大学生と講師のシリーズ
たくさんの棘(4年11月) 1
美加の車は、いつもより煙草のにおいが強かった。美加自身が、時々吸うのかもしれない。たとえば、今日みたいな、割り切れない気持ちがあるときとか……。早智子は、そんなことを思いながら、その車に乗り込んだ。
ねえ、今日はバイト休んでよ。美加の願いを、早智子は受け入れた。バイト先に電話をし、真山にメールをし、そして、美加の車で拾われた。
「……いつから黙ってたの」
美加の声は、とげとげしい。
当たり前のことだった。
ごめんね、と、受け流すこともできずに、早智子は黙ったままでいた。
「どうして、黙ってたの」
早智子の沈黙など意に介さないと言いたげに、どんどん次の質問を美加が投げる。
「他の誰かには喋ってたでしょ? 私じゃ駄目だったわけ?」
容赦なく。
早智子は、ゆっくりと口を開く。
「どこかで、落ち着いてから、話したい。……それじゃ駄目?」
美加が、ため息をつく。
早智子も、小さく息をつく。
虫のいいことを言っているなと言う自覚は早智子にもあった。けれど、バイトを休んだだけの時間がこれからある。きちんと、ゆっくりと、話をしたかった。さらりと撫でるだけじゃなくて。そして、そうするためには自分の中に、覚悟と、整理が必要だった。
もう一度、美加が深く息をついた。
「……煙草吸っていい?」
「どうぞ」
美加が、運転席のウィンドウを下げる。助手席の前の小さな整理ボックスを開けて、煙草を取り出し、火をつけた。

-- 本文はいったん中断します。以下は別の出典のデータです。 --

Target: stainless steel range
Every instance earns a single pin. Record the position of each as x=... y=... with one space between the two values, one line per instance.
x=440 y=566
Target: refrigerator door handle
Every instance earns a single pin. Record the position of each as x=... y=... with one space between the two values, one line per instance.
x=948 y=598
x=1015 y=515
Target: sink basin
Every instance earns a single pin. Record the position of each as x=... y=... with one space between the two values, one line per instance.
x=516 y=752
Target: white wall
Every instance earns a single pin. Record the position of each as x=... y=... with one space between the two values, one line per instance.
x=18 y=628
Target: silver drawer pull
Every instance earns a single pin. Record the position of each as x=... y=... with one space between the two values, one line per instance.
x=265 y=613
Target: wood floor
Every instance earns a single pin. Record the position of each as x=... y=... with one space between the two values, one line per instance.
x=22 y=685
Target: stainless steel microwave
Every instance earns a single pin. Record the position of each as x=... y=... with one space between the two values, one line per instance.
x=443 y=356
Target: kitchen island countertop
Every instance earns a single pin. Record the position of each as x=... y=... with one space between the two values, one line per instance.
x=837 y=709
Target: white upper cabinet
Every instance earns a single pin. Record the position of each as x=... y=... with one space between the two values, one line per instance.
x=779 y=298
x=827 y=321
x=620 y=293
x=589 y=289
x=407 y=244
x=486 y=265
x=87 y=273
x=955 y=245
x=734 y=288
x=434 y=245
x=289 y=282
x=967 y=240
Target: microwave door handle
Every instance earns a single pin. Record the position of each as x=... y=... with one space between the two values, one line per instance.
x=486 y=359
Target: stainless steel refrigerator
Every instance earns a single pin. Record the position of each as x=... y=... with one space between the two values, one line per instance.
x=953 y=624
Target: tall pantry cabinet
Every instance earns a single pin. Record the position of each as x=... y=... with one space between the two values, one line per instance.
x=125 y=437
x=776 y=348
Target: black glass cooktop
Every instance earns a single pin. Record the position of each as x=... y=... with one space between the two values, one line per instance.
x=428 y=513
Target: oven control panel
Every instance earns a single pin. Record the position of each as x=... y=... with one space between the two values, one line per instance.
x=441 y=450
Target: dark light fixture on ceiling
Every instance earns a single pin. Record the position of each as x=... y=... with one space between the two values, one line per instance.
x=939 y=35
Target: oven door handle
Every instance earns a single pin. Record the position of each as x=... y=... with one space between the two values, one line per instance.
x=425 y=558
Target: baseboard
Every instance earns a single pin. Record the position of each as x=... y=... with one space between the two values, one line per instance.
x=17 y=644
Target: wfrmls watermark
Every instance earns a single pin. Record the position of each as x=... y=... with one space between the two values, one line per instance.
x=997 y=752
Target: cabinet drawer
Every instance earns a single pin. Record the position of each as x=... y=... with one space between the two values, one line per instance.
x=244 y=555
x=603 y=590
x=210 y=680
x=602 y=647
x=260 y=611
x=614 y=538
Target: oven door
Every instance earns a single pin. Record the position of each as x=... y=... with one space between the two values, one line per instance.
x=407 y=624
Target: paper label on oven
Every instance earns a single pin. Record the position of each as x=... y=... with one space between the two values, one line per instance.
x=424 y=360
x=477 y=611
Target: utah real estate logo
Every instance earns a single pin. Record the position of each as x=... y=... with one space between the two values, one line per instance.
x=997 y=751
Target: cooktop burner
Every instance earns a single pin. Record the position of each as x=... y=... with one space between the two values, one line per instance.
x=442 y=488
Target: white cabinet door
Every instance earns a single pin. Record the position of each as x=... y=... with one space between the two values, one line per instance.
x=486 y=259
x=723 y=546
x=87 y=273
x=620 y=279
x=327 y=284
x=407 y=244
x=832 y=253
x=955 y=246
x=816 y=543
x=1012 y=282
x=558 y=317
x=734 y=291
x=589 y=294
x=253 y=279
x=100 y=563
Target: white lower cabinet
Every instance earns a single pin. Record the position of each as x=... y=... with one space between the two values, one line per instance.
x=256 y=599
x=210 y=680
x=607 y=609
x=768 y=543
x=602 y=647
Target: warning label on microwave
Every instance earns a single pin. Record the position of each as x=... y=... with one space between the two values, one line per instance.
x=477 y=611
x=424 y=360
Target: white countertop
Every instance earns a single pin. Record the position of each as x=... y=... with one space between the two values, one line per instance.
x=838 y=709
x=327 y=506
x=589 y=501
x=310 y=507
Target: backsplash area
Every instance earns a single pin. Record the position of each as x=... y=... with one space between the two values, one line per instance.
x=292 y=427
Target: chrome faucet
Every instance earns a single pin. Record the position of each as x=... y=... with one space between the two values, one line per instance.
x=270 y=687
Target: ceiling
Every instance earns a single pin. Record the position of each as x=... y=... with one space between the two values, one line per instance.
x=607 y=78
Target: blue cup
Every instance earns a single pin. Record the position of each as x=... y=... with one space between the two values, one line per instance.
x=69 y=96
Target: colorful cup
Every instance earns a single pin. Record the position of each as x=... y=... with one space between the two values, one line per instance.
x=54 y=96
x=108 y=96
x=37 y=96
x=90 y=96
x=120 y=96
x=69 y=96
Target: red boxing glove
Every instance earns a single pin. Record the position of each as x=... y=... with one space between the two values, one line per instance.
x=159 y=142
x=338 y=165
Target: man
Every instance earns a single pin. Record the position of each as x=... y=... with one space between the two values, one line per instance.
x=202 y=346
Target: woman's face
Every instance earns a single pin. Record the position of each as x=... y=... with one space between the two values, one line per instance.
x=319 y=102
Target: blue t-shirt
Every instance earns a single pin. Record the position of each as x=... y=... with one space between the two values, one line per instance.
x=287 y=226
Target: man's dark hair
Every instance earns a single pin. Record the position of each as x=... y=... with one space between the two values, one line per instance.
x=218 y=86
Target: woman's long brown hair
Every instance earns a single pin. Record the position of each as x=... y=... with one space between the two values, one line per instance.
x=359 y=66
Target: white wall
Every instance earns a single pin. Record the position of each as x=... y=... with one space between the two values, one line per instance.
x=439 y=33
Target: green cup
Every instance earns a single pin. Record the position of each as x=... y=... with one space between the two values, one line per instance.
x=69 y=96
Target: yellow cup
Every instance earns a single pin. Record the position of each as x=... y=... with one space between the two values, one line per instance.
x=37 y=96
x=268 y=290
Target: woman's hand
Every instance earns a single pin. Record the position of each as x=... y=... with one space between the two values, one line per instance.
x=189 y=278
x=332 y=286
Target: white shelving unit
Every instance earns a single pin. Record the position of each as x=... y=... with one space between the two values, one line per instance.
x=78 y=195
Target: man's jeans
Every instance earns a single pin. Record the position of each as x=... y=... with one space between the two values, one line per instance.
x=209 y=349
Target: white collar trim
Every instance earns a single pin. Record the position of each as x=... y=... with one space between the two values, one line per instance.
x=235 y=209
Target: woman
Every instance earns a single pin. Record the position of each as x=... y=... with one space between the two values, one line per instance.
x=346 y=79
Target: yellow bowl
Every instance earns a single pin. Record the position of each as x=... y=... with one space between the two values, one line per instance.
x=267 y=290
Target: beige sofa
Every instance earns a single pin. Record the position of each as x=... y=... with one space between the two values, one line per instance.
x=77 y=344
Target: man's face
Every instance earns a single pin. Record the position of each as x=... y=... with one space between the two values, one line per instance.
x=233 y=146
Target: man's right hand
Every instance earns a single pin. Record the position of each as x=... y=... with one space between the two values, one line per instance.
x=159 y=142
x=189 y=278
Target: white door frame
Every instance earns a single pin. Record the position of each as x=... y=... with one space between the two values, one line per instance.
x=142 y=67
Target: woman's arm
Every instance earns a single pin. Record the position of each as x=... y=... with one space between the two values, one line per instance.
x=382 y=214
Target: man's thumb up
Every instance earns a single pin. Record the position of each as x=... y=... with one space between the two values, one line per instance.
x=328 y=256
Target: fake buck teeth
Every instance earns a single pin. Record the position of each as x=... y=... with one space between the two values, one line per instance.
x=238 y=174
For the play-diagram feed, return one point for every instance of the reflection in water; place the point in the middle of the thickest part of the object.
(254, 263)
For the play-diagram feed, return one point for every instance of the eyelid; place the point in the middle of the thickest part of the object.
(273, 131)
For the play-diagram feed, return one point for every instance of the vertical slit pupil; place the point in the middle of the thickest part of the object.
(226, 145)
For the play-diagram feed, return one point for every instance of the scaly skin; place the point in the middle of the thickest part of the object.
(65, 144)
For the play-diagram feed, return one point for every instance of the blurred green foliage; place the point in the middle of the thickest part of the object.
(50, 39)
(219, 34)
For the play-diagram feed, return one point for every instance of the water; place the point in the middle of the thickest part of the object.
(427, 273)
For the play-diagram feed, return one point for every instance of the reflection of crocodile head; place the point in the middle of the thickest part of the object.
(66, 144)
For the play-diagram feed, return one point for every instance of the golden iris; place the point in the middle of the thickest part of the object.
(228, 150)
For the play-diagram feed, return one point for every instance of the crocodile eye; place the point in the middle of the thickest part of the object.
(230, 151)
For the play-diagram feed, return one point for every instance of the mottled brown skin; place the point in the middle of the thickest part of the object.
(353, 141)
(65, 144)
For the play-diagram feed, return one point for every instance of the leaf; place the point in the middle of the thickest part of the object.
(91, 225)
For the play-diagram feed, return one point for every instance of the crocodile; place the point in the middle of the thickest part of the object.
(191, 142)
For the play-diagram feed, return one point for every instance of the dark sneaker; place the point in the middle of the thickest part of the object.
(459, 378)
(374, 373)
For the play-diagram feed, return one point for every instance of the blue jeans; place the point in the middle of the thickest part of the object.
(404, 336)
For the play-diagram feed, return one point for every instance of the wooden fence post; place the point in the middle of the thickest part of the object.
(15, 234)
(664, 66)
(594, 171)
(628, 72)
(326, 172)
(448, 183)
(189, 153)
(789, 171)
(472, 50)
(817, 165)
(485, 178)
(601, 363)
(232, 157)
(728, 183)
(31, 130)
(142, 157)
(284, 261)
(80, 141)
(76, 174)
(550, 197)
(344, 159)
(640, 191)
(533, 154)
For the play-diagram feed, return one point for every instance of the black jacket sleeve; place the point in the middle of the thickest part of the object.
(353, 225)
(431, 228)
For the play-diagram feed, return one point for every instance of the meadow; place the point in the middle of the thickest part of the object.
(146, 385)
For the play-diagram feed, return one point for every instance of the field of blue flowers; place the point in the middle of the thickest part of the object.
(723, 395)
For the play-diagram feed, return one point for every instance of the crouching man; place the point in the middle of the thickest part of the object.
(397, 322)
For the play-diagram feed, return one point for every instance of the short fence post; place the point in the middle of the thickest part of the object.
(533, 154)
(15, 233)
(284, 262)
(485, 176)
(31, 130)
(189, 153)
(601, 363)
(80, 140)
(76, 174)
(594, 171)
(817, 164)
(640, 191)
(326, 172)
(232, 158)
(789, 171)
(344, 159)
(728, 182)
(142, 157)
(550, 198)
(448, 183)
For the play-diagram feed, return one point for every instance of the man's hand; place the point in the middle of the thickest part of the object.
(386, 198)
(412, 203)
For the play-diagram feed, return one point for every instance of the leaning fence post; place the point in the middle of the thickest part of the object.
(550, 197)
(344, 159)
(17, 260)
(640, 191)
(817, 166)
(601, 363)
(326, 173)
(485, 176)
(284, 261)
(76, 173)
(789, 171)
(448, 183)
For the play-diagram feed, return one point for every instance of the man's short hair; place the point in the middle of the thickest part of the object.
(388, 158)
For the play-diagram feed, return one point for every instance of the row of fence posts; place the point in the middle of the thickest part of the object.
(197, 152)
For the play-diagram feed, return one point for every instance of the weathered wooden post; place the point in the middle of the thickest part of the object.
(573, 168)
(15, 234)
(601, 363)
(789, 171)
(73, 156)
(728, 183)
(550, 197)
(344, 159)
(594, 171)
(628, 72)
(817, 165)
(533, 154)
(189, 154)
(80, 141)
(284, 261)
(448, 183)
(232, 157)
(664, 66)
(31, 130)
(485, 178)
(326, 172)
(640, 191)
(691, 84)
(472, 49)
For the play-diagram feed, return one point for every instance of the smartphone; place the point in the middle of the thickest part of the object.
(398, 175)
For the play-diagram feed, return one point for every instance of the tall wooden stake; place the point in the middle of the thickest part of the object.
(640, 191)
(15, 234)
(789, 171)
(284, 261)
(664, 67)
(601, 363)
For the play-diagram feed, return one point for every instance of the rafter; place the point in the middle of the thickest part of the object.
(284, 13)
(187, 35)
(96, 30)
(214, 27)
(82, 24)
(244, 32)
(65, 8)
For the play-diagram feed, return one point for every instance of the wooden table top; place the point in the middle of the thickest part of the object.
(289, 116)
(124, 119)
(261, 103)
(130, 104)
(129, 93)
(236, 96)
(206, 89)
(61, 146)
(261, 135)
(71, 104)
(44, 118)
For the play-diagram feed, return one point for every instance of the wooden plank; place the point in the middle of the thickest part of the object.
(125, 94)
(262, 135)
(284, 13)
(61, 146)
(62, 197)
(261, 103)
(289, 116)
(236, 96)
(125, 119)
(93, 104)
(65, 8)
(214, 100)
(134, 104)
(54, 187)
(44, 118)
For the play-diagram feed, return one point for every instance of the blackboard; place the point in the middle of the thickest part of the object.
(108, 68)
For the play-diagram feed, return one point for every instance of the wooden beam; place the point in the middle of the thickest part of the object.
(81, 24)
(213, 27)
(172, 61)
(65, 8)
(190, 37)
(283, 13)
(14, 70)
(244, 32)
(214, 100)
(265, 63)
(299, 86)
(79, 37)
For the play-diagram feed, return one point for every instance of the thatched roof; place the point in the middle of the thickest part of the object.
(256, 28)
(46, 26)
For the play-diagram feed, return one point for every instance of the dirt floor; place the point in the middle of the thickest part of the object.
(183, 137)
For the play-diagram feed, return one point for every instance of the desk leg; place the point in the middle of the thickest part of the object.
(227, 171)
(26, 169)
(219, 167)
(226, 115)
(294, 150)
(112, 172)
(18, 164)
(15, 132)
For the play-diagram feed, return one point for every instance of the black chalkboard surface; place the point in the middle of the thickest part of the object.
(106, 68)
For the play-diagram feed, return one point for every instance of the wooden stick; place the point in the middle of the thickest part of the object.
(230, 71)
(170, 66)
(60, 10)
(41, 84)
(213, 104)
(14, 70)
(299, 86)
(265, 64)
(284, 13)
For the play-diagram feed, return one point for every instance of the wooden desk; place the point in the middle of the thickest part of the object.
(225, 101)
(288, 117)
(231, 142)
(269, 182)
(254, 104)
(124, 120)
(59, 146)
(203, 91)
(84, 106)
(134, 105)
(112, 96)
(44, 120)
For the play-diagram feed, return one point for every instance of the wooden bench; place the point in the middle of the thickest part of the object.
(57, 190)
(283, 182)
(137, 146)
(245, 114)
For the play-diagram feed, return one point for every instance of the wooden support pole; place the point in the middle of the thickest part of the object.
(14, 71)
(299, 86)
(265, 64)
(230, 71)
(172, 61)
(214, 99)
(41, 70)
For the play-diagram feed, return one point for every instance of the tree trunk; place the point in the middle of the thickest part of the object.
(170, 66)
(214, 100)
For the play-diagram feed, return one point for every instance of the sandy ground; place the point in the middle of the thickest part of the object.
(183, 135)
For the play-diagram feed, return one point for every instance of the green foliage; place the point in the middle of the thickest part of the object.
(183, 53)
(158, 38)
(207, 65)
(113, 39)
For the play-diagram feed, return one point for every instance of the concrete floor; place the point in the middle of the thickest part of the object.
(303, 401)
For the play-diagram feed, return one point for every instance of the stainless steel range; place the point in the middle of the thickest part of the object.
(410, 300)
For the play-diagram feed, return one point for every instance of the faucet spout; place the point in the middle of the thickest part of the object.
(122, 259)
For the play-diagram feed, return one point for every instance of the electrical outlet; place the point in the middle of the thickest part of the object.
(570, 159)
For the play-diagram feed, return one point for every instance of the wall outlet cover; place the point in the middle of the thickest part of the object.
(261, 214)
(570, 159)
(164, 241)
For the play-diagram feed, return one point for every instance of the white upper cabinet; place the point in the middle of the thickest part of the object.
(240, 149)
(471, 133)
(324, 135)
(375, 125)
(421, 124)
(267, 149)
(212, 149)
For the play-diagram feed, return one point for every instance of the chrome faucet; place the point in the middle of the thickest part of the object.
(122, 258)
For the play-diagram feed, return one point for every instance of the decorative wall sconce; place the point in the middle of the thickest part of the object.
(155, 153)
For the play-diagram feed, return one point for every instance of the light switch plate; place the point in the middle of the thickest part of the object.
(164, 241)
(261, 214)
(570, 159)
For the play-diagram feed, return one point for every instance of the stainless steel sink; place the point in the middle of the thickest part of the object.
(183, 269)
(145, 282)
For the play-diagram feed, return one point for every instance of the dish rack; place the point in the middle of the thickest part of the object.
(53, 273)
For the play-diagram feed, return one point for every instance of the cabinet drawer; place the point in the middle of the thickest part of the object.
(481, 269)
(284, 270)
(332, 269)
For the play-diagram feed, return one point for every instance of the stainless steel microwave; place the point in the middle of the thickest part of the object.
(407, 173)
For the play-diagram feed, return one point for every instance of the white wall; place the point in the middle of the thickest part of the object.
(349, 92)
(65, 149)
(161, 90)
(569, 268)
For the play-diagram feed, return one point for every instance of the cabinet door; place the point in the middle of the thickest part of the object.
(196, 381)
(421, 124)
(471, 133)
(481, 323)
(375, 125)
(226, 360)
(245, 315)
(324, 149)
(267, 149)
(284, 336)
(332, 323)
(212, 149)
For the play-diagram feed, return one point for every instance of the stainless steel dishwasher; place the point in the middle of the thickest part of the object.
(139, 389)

繰り返される深呼吸のような音を、早智子は窓の外を見ながら聞いていた。匂いはそれほど気にならなかった。
灰皿が引き出される音、呼吸音。
そして、灰皿が戻される音がした。
窓の外の街路樹が、黄色く、ともすれば茶色く、淋しい色を晒していた。
「……わかった、一時休戦。泊まってくでしょ。飲もうよ」
一時休戦、といいながら、まだ、納得はしきれていないのだろう声が、運転席から投げられる。早智子は向き直って答える。
「ありがとう。……実を言うと、なんて話していいのか、まだ、わかってないの」
ふん、と、美加が鼻を鳴らした。車は、無言のうちにスーパーに停まった。スーパーの中でもどちらも無言のまま、それでも互いの好きなものをばさばさとかごに入れ、割り勘にし、車に乗り直した。
美加の家まで、あと、七分。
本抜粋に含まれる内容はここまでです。